Background. Numerous experiments have to be performed before a biomedical application is put to practical use in clinical environment. As a complementary work to in vitro, in vivo and medical experiments, we can use analytical and numerical models to represent, as realistically as possible, real biological phenomena of, in our case, electroporation. In this way we can evaluate different electrical parameters in advance, such as pulse amplitude, duration, number of pulses, or different electrode geometries. Such numerical models can contribute significantly to the understanding of an experiment and treatment planning as well as to the design of new electroporation devices and electrodes.
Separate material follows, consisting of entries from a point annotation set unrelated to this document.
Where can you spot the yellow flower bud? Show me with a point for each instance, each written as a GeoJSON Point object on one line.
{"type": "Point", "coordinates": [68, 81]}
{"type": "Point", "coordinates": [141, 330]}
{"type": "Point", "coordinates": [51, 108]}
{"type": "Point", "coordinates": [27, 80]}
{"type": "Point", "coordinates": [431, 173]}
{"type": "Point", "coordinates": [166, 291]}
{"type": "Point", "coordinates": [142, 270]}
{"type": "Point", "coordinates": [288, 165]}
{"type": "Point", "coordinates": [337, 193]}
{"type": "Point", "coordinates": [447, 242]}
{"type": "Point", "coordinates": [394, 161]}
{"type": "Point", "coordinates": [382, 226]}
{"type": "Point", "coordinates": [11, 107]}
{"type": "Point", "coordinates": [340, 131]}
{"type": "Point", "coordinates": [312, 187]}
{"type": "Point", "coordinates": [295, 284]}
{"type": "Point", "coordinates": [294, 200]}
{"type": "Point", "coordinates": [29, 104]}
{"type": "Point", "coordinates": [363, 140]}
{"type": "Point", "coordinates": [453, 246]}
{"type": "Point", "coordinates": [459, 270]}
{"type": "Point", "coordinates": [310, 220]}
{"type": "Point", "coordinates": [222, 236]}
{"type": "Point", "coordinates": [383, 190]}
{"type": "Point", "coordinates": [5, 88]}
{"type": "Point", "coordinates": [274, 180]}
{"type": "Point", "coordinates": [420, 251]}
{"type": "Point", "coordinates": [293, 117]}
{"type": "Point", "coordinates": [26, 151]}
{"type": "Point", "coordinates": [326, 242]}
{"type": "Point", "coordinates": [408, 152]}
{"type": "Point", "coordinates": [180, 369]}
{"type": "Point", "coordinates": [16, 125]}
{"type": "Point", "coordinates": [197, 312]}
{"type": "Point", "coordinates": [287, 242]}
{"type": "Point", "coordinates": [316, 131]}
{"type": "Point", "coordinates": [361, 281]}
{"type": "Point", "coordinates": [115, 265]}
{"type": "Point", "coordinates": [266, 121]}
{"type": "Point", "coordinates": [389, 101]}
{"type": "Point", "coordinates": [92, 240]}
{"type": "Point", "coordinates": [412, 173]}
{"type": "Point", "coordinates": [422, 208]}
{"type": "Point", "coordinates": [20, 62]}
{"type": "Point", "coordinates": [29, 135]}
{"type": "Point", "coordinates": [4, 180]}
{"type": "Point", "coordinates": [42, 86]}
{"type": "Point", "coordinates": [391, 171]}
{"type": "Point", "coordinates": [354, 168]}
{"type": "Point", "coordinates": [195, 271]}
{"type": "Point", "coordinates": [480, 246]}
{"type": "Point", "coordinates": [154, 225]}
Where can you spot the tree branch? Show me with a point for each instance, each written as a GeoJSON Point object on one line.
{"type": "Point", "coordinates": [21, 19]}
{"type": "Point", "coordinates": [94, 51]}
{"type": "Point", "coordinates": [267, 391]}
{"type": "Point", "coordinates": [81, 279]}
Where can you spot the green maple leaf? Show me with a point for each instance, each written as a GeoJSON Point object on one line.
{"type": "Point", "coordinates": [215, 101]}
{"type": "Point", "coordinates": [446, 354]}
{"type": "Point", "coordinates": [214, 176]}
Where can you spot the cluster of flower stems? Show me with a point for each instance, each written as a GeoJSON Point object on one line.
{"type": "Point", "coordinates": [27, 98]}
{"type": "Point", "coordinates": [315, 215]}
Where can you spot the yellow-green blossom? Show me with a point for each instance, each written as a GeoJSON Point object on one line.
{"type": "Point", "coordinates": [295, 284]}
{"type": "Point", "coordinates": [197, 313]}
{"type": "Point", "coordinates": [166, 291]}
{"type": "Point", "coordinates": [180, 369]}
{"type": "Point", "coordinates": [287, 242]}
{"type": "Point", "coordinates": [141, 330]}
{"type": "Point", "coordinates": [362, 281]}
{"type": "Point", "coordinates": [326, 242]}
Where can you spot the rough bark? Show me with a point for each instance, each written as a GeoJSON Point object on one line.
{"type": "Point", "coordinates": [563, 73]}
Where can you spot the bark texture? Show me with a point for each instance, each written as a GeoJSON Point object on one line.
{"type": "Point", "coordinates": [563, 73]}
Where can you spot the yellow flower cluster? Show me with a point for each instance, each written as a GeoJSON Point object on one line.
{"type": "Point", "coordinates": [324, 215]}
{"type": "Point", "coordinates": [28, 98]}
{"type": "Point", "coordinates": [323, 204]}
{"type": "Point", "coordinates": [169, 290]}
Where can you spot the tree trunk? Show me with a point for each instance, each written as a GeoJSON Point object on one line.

Methods. We used commercially available modeling software, based on finite element method. We constructed a model of a subcutaneous tumor during electrochemotherapy (EMAS) and a model of skin during gene electrotransfer (COMSOL Multiphysics). Tissue-electrode geometries, pulse parameters and currentvoltage measurements from in vivo experiments were used to develop and validate the models.

Results. To describe adequately our in vivo observations, a tissue conductivity increase during electroporation was included in our numerical models. The output currents of the models were compared to the currents and the voltages measured during in vivo experiments and a good agreement was obtained. Also, when comparing the voltages needed for a successful electropermeabilization as suggested by the models, to voltages applied in experiments and achieving a successful electrochemotherapy or in vivo gene electrotransfer, good agreement can be observed.

Conclusions. Modeling of electric current and electric field distribution during cell and tissue electroporation proves to be helpful in describing different aspects of the process and allowing us to design electrodes and electroporation protocols as a part of treatment planning.